Arc Virtual Cell Atlas

The Arc Virtual Cell Atlas is a collection of high quality, curated, open datasets assembled for the purpose of accelerating the creation of virtual cell models. The Atlas includes both observational and perturbational data from over 600 million cells (and growing).

First released in February 2025, the Atlas includes Tahoe’s Tahoe-100M, Arc’s AI agent-curated scBaseCount dataset, and the Virtual Cell Challenge 2025 training, validation, and held-out test perturbation datasets.

Datasets included in the Atlas

Tahoe Logo
Tahoe-100M

Tahoe-100M was generated by Tahoe’s Mosaic platform and is the world’s largest single-cell dataset.

It contains 100m cells from ~60,000 drug perturbation experiments, mapping the response of 50 cancer models to 1,100+ drug treatments. The dataset leveraged Parse Biosciences GigaLab for single cell sample preparation and Ultima Genomics for sequencing.

A preprint describing the dataset is available on bioRxiv.

© 2025. This work is openly licensed via CC0 1.0.

Arc Logo
scBaseCount

scBaseCount is a continuously updated single-cell RNA-seq database that employs an AI-driven, hierarchical agent workflow to automate discovery, metadata extraction, and standardized preprocessing of Sequence Read Archive (SRA) data.

scBaseCount comprises over 500 million cells (and expanding), spanning 21 organisms and 72 tissues.

By continually discovering, annotating, and reprocessing raw single-cell RNA-seq data, scBaseCount offers an expansive and harmonized repository that can serve as a foundation for AI-driven modeling and integrative meta-analyses.

A preprint describing the dataset is available on bioRxiv.

© 2025. This work is openly licensed via CC0 1.0.
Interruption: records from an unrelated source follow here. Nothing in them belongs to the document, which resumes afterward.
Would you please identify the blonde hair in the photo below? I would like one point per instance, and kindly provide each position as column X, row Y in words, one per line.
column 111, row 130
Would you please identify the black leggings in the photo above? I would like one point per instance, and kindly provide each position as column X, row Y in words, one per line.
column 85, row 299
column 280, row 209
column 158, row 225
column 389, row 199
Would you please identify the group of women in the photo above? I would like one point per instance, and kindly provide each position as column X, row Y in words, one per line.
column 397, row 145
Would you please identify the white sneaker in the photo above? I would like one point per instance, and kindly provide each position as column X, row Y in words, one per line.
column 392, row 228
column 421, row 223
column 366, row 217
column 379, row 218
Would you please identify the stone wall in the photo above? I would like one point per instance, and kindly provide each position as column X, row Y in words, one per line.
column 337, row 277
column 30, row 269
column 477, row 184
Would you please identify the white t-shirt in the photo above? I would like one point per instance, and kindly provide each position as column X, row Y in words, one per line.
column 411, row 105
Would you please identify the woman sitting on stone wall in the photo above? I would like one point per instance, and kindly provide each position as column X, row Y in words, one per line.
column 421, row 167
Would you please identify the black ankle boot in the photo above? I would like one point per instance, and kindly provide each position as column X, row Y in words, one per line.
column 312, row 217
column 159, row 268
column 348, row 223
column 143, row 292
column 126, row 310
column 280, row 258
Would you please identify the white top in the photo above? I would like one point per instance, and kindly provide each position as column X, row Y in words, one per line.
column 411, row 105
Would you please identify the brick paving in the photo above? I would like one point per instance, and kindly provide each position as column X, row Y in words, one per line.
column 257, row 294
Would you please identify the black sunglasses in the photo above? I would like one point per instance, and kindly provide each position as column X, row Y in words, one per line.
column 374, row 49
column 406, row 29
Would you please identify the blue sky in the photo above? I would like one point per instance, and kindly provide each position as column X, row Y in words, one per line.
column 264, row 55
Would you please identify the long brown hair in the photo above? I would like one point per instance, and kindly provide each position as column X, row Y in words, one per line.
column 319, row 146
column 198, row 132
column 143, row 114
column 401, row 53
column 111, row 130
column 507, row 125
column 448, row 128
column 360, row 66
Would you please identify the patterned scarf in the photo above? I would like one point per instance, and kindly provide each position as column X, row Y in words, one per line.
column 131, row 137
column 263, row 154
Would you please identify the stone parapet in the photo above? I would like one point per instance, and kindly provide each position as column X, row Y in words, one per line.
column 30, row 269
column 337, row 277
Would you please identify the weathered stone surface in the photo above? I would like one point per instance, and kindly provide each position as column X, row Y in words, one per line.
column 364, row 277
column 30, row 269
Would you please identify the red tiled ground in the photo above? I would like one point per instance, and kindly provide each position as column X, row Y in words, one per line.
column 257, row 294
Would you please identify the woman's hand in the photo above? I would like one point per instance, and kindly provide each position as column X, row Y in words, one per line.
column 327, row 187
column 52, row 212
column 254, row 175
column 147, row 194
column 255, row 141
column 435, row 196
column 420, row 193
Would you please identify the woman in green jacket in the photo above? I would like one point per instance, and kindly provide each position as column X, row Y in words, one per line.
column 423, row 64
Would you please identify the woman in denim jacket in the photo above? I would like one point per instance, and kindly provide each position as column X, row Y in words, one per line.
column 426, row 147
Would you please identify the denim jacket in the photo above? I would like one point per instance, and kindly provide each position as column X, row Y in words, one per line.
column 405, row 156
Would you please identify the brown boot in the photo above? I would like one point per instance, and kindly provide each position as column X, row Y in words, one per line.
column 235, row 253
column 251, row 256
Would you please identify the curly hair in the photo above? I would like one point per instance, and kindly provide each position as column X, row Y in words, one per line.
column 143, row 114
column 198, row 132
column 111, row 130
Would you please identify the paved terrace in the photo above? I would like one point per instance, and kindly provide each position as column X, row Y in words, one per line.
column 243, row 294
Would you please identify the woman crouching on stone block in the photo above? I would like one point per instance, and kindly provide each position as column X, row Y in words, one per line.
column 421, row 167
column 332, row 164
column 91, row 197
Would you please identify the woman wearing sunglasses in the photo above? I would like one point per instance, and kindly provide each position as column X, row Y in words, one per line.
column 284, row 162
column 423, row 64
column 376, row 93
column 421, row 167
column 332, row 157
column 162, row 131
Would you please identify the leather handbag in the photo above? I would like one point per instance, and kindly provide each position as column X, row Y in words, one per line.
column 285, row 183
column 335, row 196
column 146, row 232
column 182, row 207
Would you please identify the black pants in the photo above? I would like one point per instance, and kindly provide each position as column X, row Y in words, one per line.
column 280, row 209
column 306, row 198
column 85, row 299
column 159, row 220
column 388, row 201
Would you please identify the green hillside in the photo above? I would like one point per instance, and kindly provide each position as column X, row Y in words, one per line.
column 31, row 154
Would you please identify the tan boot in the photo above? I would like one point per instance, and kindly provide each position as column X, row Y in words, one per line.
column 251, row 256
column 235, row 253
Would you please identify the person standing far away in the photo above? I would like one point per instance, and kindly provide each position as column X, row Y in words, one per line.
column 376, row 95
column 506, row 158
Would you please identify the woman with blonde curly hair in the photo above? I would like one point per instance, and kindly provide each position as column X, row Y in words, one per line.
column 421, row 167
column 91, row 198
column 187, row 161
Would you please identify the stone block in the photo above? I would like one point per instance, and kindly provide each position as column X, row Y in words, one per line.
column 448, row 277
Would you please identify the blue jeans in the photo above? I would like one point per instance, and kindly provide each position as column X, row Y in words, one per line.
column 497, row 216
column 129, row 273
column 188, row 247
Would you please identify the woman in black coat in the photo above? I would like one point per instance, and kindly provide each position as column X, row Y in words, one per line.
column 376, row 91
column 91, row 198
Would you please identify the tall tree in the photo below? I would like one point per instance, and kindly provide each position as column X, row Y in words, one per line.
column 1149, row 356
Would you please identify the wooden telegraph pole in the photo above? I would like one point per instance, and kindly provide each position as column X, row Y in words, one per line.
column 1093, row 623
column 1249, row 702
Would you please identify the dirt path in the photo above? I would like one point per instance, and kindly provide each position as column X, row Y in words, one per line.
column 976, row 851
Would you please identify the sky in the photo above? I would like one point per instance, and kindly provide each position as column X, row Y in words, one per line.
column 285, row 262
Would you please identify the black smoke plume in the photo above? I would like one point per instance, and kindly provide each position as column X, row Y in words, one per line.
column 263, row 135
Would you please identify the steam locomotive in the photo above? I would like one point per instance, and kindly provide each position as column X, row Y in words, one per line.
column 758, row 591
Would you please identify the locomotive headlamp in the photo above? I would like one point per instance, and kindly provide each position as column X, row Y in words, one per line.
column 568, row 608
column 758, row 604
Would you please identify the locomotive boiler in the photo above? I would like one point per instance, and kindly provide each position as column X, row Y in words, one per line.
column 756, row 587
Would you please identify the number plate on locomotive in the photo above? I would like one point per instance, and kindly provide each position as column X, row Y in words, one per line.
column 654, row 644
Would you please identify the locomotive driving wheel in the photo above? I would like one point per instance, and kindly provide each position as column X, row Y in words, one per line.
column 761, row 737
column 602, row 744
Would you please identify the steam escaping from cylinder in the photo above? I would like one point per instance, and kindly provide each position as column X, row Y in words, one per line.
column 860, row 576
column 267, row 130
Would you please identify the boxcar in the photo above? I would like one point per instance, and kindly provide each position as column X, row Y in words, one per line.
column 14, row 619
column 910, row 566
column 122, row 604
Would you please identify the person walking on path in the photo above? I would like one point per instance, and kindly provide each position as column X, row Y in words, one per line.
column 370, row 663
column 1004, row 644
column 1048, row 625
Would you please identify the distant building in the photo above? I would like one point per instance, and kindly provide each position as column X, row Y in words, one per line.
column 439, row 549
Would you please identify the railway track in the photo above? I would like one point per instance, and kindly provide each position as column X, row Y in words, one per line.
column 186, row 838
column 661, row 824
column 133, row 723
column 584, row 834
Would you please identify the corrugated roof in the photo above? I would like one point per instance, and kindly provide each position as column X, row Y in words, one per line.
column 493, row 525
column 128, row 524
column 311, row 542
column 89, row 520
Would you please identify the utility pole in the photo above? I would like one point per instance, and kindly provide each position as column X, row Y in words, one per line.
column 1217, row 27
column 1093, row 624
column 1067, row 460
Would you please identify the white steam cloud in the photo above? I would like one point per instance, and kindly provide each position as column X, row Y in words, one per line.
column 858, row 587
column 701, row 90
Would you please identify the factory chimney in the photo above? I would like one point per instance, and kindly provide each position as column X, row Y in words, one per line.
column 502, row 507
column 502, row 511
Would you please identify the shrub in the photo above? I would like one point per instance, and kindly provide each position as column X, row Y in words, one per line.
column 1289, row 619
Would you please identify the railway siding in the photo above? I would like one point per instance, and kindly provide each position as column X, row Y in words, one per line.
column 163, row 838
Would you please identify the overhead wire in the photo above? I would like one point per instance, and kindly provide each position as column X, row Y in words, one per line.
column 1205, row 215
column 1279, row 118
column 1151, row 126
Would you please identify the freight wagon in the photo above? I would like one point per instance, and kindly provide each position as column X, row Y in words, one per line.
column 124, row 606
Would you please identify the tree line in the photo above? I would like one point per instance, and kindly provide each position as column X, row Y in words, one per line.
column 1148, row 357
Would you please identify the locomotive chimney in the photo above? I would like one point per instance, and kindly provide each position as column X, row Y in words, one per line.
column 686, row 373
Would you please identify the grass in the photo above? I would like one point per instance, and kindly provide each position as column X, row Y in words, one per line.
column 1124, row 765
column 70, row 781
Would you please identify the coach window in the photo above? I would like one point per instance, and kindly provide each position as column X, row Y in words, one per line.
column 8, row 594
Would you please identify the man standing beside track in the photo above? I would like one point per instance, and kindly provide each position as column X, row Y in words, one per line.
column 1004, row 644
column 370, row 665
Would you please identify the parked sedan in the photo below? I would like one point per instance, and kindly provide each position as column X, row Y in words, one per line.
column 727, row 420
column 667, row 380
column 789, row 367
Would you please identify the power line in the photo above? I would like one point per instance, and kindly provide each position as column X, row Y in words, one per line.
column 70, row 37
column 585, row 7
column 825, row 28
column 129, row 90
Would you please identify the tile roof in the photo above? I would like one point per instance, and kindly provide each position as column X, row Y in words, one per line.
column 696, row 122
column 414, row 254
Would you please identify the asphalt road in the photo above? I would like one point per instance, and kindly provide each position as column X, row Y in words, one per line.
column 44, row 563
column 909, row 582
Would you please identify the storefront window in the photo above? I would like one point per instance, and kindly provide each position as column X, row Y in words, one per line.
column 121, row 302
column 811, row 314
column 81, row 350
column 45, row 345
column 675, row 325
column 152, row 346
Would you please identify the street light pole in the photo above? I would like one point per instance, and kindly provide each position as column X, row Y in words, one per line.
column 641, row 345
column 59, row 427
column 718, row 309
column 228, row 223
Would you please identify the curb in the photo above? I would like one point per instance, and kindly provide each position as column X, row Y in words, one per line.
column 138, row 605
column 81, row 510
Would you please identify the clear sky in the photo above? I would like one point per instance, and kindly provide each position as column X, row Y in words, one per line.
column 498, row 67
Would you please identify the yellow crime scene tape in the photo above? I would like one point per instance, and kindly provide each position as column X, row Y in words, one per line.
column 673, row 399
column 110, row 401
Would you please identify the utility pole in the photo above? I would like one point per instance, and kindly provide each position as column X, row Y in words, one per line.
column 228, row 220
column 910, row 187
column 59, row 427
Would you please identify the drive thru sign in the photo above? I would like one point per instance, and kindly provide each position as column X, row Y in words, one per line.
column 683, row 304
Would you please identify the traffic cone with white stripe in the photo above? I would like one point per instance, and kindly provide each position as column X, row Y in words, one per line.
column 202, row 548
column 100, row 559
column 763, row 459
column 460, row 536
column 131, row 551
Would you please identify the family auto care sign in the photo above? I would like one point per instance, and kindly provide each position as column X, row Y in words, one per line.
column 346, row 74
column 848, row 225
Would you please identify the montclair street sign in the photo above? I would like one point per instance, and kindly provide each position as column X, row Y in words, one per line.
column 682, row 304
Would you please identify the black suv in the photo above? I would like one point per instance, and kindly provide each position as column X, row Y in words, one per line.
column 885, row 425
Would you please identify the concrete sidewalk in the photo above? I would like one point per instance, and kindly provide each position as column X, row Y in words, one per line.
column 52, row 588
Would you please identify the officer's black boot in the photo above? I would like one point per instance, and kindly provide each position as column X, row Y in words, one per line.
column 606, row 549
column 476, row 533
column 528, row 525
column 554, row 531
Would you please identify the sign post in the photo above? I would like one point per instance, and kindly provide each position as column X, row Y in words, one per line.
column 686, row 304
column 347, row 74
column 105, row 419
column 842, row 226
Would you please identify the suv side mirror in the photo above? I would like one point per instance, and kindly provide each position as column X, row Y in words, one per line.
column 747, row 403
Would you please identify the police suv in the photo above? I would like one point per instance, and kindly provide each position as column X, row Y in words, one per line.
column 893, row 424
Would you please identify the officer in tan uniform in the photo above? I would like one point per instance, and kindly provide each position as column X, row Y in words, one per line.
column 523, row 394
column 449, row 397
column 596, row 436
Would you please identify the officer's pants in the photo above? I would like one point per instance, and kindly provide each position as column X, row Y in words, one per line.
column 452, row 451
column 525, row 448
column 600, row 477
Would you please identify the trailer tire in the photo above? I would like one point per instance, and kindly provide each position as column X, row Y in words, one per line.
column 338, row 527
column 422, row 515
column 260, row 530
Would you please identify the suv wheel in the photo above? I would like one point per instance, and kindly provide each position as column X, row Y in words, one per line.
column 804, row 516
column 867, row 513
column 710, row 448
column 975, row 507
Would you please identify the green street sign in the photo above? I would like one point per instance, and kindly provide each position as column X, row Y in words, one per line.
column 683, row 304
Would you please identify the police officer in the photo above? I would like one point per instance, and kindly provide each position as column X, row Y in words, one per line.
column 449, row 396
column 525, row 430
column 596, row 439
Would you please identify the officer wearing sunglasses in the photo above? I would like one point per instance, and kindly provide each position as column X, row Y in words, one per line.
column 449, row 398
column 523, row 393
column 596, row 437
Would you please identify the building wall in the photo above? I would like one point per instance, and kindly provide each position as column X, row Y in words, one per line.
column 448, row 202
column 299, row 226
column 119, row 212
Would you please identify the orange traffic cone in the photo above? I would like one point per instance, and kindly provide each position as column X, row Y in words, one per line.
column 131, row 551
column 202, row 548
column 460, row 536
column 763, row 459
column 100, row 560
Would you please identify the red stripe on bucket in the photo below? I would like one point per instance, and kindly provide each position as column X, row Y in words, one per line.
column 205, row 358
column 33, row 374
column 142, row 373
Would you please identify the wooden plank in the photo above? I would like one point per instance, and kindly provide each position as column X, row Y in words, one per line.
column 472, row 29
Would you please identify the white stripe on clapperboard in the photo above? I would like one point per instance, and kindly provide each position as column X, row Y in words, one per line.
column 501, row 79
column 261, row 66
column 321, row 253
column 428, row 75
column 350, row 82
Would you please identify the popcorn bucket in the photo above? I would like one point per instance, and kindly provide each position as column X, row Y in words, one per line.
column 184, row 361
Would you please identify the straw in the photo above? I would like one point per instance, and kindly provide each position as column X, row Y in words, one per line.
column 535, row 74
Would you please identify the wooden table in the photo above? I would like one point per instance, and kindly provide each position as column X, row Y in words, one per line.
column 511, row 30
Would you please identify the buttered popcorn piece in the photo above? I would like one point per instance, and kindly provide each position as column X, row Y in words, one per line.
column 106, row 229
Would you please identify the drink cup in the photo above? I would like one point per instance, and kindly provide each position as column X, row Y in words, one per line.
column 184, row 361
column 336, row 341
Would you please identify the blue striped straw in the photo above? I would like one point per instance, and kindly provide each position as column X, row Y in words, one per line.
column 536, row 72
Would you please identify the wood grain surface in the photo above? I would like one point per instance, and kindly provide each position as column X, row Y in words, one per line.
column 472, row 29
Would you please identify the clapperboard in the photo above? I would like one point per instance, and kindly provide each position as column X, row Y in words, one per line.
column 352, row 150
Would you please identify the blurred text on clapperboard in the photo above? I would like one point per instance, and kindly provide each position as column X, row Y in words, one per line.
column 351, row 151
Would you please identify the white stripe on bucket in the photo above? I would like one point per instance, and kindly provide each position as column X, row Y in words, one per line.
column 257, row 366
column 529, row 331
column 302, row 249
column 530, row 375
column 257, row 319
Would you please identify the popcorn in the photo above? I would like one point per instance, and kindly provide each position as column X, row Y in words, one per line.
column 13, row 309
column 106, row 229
Virtual Cell Challenge Logo
Virtual Cell Challenge 2025

For Arc’s inaugural Virtual Cell Challenge, we generated a dedicated dataset measuring single-cell responses to perturbations in a human embryonic stem cell line (H1 hESC). This set of perturbations was carefully curated to span a broad range of phenotypic responses, and experimental parameters were optimized to maximize the reproducibility of observed effects.

The Atlas includes the training, validation, and held-out test perturbation datasets leveraged throughout the Challenge.

A commentary describing the dataset was published in Cell.

© 2025. This work is openly licensed via CC0 1.0.